How do I extract a list of email/mailbox strings w

2019-09-05 04:13发布

问题:

Given some arbitrary text, I'd like to extract all email addresses and 'mailbox specifiers' (e.g. "Fred Smith" <fred@me.com>). I looked at NSDataDetector, but it does not handle email addresses.

回答1:

The way to approach this is to get a really good algorithm that can detect as many valid addresses as possible, and reject improper ones. Probably the best solution would be a parser constructed using lex and yacc, but reasonable solutions exist using regular expressions.

See this site for both a list of tested regular expressions as well as a more in-depth discussion of the problem and possible solutions.

The regular expressions shown on the above site are formatted for PHP, and have leading and trailing '/' markers, as well as 'flags' indicating case-insensitive etc (see this site for more info), so these need to be stripped off before using the expression in an Objective-C project. Also, any anchors need stripping too, since we want multiple addresses not just one (i.e., '^' and '$').

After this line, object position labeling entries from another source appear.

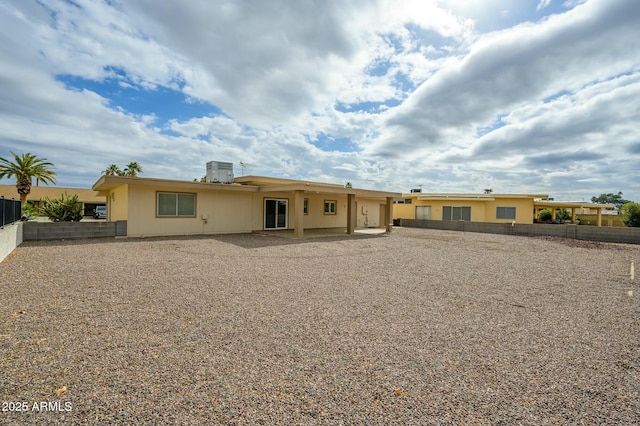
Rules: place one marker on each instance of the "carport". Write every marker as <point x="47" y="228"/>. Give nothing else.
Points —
<point x="300" y="189"/>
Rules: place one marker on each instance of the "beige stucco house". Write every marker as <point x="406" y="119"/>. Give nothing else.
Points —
<point x="492" y="208"/>
<point x="155" y="207"/>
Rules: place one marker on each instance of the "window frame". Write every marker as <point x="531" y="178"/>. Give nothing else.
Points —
<point x="505" y="209"/>
<point x="330" y="211"/>
<point x="177" y="205"/>
<point x="460" y="213"/>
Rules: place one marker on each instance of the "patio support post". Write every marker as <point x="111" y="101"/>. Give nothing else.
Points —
<point x="387" y="213"/>
<point x="351" y="213"/>
<point x="298" y="214"/>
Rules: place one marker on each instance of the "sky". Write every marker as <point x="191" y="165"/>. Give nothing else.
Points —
<point x="516" y="96"/>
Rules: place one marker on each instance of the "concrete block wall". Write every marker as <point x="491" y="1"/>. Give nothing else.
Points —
<point x="72" y="230"/>
<point x="578" y="232"/>
<point x="10" y="238"/>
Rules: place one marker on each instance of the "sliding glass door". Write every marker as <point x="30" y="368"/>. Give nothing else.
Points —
<point x="275" y="213"/>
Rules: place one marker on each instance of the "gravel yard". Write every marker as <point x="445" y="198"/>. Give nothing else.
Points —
<point x="416" y="327"/>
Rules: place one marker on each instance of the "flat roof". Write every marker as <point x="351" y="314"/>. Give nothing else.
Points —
<point x="245" y="183"/>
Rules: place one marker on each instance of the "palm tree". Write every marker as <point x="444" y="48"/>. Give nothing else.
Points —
<point x="113" y="170"/>
<point x="24" y="168"/>
<point x="132" y="169"/>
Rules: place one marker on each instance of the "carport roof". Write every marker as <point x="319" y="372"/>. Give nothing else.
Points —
<point x="245" y="183"/>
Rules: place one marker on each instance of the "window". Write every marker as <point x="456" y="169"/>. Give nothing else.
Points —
<point x="176" y="204"/>
<point x="505" y="213"/>
<point x="423" y="212"/>
<point x="456" y="213"/>
<point x="330" y="207"/>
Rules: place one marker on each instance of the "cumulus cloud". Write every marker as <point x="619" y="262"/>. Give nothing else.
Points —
<point x="451" y="95"/>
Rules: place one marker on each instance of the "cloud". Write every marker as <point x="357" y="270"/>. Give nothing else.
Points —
<point x="455" y="96"/>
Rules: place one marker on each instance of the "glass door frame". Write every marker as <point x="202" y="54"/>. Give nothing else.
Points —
<point x="279" y="202"/>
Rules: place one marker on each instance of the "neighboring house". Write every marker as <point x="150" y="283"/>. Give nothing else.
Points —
<point x="155" y="207"/>
<point x="492" y="208"/>
<point x="88" y="197"/>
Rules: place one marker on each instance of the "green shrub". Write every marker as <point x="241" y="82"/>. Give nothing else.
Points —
<point x="65" y="209"/>
<point x="563" y="214"/>
<point x="30" y="210"/>
<point x="631" y="214"/>
<point x="545" y="215"/>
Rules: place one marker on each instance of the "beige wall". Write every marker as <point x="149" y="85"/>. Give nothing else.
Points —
<point x="226" y="211"/>
<point x="316" y="217"/>
<point x="368" y="213"/>
<point x="217" y="212"/>
<point x="118" y="203"/>
<point x="481" y="211"/>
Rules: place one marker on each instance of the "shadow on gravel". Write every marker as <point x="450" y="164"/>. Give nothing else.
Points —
<point x="247" y="241"/>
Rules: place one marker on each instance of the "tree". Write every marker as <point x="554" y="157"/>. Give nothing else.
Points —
<point x="610" y="198"/>
<point x="24" y="168"/>
<point x="113" y="170"/>
<point x="132" y="169"/>
<point x="631" y="214"/>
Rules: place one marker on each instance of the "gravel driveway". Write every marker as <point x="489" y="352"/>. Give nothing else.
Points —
<point x="416" y="327"/>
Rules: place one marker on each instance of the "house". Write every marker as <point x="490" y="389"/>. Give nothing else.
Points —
<point x="492" y="208"/>
<point x="155" y="207"/>
<point x="89" y="198"/>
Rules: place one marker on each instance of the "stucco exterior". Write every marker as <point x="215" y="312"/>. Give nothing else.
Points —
<point x="488" y="208"/>
<point x="483" y="208"/>
<point x="243" y="206"/>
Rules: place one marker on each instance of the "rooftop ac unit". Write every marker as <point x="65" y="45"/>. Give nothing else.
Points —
<point x="220" y="172"/>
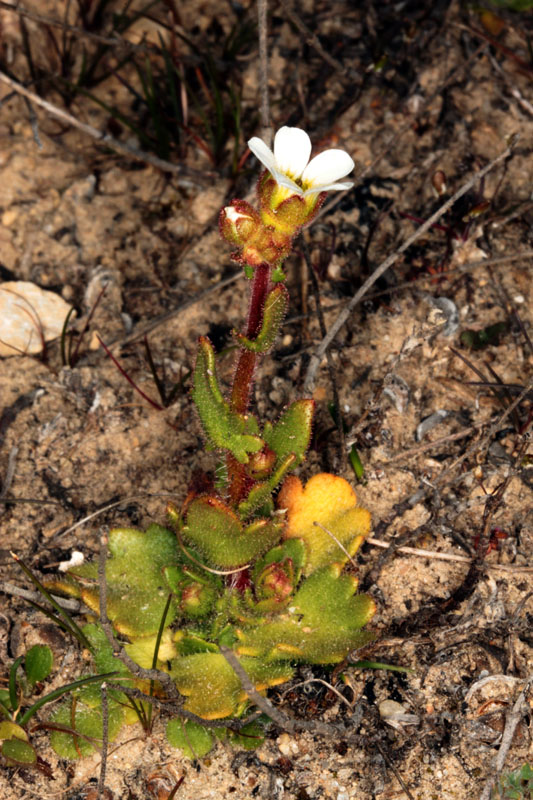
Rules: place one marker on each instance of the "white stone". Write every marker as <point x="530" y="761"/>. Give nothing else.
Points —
<point x="29" y="314"/>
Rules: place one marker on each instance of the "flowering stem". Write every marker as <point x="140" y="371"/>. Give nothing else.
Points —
<point x="244" y="375"/>
<point x="243" y="379"/>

NSRegularExpression is the class to use here. What I've found helpful is to store the regular expression in a file in my project, so that you don't need to worry about escaping all the backslashes and quotes. The code then reads the expression into a string, and creates the object as follows:

NSString *fullPath = [[NSBundle mainBundle] pathForResource:self.regex ofType:@"txt"];
NSString *pattern = [NSString stringWithContentsOfFile:fullPath encoding:NSUTF8StringEncoding error:NULL];
__autoreleasing NSError *error = nil;
reg = [NSRegularExpression regularExpressionWithPattern:pattern options:NSRegularExpressionCaseInsensitive error:&error]; // some patterns may not need NSRegularExpressionCaseInsensitive
assert(reg && !error);

Once you have an initialized expression, you use it to return a list of ranges, each range being an address:

NSArray *ret = [reg matchesInString:str options:0 range:NSMakeRange(0, [str length])];

However, we know that all email addresses contain one '@', so it's probably worthwhile to verify that the string has at least one before processing it. Also, since the text might have line and/or carriage returns in it, you might want to strip those first. It's probably better to strip them completely as some mail program might have split a line at some interior point of the address.

Once you have a list of the address ranges, then for the most part the job is done - if all you wanted was the address. However, often addresses are presented in "mailbox specifier' format, where a name is prepended to the address, and the address wrapped with '<' and '>'. This format is covered in RFC5322, in section 3.4.

To recover the name from a 'mailbox specifier', check to see if the address is wrapped with '<' and '>', and if so then find the string preceding the '<', ignoring white space (until you find the first character). Most names will be wrapped in double quotes (common practice), but actually can be naked alphanumeric strings using a backslash escape to include white space or other special characters (like '"').

This same technique can be used for real time verification - say to enable a submit button when a text string becomes a valid email address. In this case you evaluate the string on each user change, and enable/disable the submit button.

If all this seems like a lot of work to code, you can grab an open source project on github.

EDIT1: for a faster, but less rigorous, method see the comment by CodaFi.

EDIT2: it appears the content of a "mailto: URL can be quite complex, the github project only handles the most simple, and does not un-encode the address. This will be addressed in a future update.

EDIT3: the project was updated to fully handle "mailto:" objects, and returns to, cc, bcc, subject, and body, all URLdecoded.